The Nazis used eugenics not just to murder the disabled, but as part of their attempted extermination of the Jews during the Holocaust. The German historian Martin Broszat, in his The Hitler State, points out that the Nazi murder of the disabled served as a trial run for the mass slaughter of the Jews, including the use of poison gas. And there were Nazis and Nazi-sympathisers over here, who shared the same horrendous views.

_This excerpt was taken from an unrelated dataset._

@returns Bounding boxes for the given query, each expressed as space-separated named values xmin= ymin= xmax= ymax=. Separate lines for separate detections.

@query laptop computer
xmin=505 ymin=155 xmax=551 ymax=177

One of these was Lord Lymington, an aristocrat, who wished to recreate the rural, agrarian and feudal society he idealised over modern capitalist, industrial society. Lymington was also a fan of eugenics, and in his 1943 book, Alternative to Death: The Relationship between Soil, Family and Community, discussed ‘the dangers of losing our own character from alien influence and blood’ in which he ranted about the threat to British racial purity from ‘the marketer, the unscrupulous trader, the slick haggler, the seditious natural underdog’, who was a type of immigrant ‘too often conditioned to the mental slum and the bazaar’. (See Richard Griffiths, What Did You Do During the War? The Last Throes of the British Pro-Nazi Right (Routledge, 2017) 240-1.) All of which is coded way of playing on anti-Semitic prejudice, without actually spelling it out in so many words. The quote graphically demonstrates why so many people found Young and his belief in eugenics so repulsive, that he ended up resigning from his position on the universities’ regulatory board. And why so many people this week have been extremely unimpressed with Bradley and Cleverly, and their stupid, bigoted, dangerous and contemptible comments.